Issue:
Cannot fully understand the Goutte web scraper.
Request:
Can someone please help me understand or provide code to help
After much trial and error I have discovered that there is a much easier, well documented, better assitance (if needed) and much more effective scraper than goutte. If you are having issues with goutte try the following:
If you are in the same situation as I was where the page you are trying to scrape requires a referrer from their own website then you can use a combination of CURL and Simple HTML DOM because it does not appear that Simple HTML DOM has the ability to send a referrer.

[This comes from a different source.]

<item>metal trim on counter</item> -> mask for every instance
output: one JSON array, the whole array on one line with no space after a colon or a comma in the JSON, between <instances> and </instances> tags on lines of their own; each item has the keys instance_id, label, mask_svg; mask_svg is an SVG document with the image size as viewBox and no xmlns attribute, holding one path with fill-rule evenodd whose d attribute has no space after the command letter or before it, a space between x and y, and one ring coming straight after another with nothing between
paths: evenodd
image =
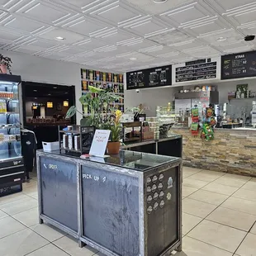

If you do not need a referrer then you can use Simple HTML DOM to scrape the page.
$url="http://www.example.com/sub-page-needs-referer/";
$referer="http://www.example.com/";
$html=new simple_html_dom(); // Create a new object for SIMPLE HTML DOM
/** cURL Initialization **/
$ch = curl_init($url);
/** Set the cURL options **/
curl_setopt($ch, CURLOPT_URL, $url);
curl_setopt($ch, CURLOPT_RETURNTRANSFER, 1);
curl_setopt($ch, CURLOPT_HEADER, 0);
curl_setopt($ch, CURLOPT_RETURNTRANSFER, true);
curl_setopt($ch, CURLOPT_REFERER,$referer);
$output = curl_exec($ch);
if($output === FALSE) {
echo "cURL Error: ".curl_error($ch); // do something here if we couldn't scrape the page
}
else {
$info = curl_getinfo($ch);
echo "Took ".$info['total_time']." seconds for url: ".$info['url'];
$html->load($output); // Transfer CURL to SIMPLE HTML DOM
}
/** Free up cURL **/
curl_close($ch);
// Do something with SIMPLE HTML DOM. It is well documented and very easy to use. They have a lot of examples.